Verdict: Good pick, but folks will always remember Jackson was available
Rd. 2, No. 56: Duke Dawson, CB
As we’ve seen in previous entries, Belichick doesn’t have a great track record with drafting defensive backs in the second round. Dawson was the latest on Bill’s list of misses, a Day 2 pick that never amounted to much of anything in the New England defense.
Dawson started his rookie season on IR due to a hamstring injury. He was activated in November, but was never active on game day. The following August, he was traded to the Broncos for a sixth-round pick. That is a pretty terrible return for someone the Patriots invested a second-round pick on just 16 months prior.
Bill should probably stop drafting defensive backs in the second round.
Verdict: Not again…
Rd. 5, No. 143: Ja’Whaun Bentley, LB
Bentley was actually one of New England’s starting linebackers in Week 1 of his rookie season, and then two weeks later, he picked off Matthew Stafford for his first career interception. But a torn biceps ended his rookie campaign after just three games.
He played all 16 games last season, starting two of them, finishing with 44 combined tackles in his limited playing time. He figures to have a much bigger role in 2020.
Rd. 6, No. 178: Christian Sam, LB
Sam was placed on IR before his rookie season and never ended up playing a game for the Patriots. He spent time on the practice squads of the Dolphins, 49ers and Lions during the 2019 season.
Rd. 6, No. 210: Braxton Berrios, WR
Berrios also missed his rookie season on IR, and was then claimed by the Jets ahead of the 2019 season before ever suiting up for the Patriots.
Rd. 7, No. 219: Danny Etling, QB
When Belichick drafted Etling in the last round of the 2018 draft, some wondered if the Patriots had found another diamond in the rough at QB. They did not, as Etling was cut and signed to the practice squad before the season. He was cut the following August, and has since bounced off and on the Atlanta Falcons roster and practice squad.
Rd. 7, No. 243: Keion Crossen, CB
Crossen played a little bit of special teams for New England in 2018, but was dealt to the Houston Texans for a sixth-round pick ahead of the 2019 season.

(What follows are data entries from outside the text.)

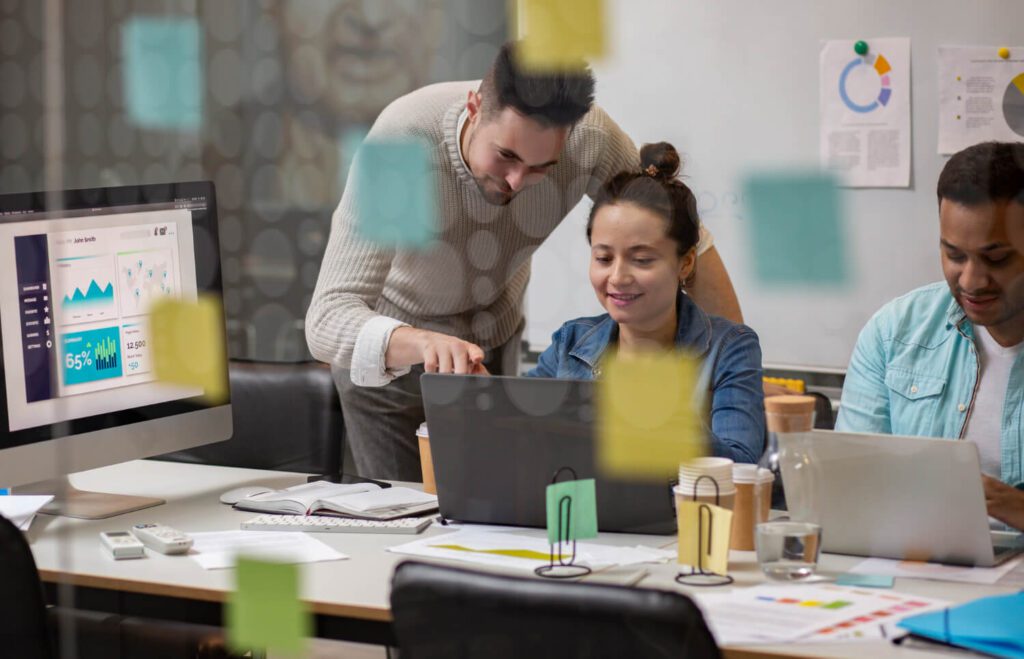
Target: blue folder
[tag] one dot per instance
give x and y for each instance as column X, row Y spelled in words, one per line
column 993, row 625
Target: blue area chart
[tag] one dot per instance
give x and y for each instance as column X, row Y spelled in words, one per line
column 883, row 69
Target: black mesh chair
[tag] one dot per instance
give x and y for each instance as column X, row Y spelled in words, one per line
column 286, row 415
column 30, row 629
column 459, row 614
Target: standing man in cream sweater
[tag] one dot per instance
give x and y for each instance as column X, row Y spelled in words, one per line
column 512, row 155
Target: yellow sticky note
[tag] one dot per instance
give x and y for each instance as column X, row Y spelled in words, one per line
column 705, row 533
column 559, row 35
column 187, row 345
column 647, row 422
column 265, row 611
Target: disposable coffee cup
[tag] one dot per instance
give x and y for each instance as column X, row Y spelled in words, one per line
column 753, row 503
column 426, row 459
column 790, row 413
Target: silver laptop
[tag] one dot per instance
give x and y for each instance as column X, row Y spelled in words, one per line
column 890, row 496
column 496, row 443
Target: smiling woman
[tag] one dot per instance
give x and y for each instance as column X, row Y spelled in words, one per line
column 643, row 230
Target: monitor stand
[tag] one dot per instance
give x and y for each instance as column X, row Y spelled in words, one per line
column 71, row 501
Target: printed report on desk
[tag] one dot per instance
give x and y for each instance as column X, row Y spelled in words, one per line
column 76, row 298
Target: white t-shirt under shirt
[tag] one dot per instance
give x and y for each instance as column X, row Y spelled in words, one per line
column 985, row 425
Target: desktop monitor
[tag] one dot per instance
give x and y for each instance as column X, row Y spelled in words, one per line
column 79, row 272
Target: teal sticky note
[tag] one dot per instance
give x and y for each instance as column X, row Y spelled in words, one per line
column 265, row 611
column 796, row 234
column 161, row 71
column 395, row 193
column 865, row 580
column 578, row 502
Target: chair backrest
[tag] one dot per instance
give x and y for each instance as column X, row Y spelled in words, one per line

That trade opened up a roster spot for Gunner Olszewski on the 2019 Patriots.
Rd. 7, No. 250: Ryan Izzo, TE
Izzo didn’t play as a rookie, landing on IR, but he was in New England’s plans in 2019 after Gronkowski’s retirement. But replacing Gronk is a monumental task, and a tall ask for a seventh-round pick. He finished with just six receptions for 114 yards and a touchdown, playing just six games due to injury.
2018 Verdict: What Could Have Been…
Three of New England’s first four picks in the 2018 draft still have the potential to become everyday contributors. If Wynn can become Jarrett Stidham’s/Brian Hoyer’s/Whoever Else’s blind-side protector for years to come, then that’s a solid pick. Michel helped them win a Super Bowl so that helps his cause — and Belichick’s for drafting a running back in the first round — but given how the Patriots offensive line played in 2018, most running backs probably could have replicated Michel’s output. Bentley should get a lot of run given the turnover at linebacker this season, so we’ll see if he’s up to that challenge.
But Dawson was another huge miss. We should probably just expect that at this point if Belichick takes a defensive back in the second round.
And now that Brady’s days in New England are over, and with no clear option for the future, we’ll always be wondering what could have been if Lamar Jackson was wearing a Patriots uniform.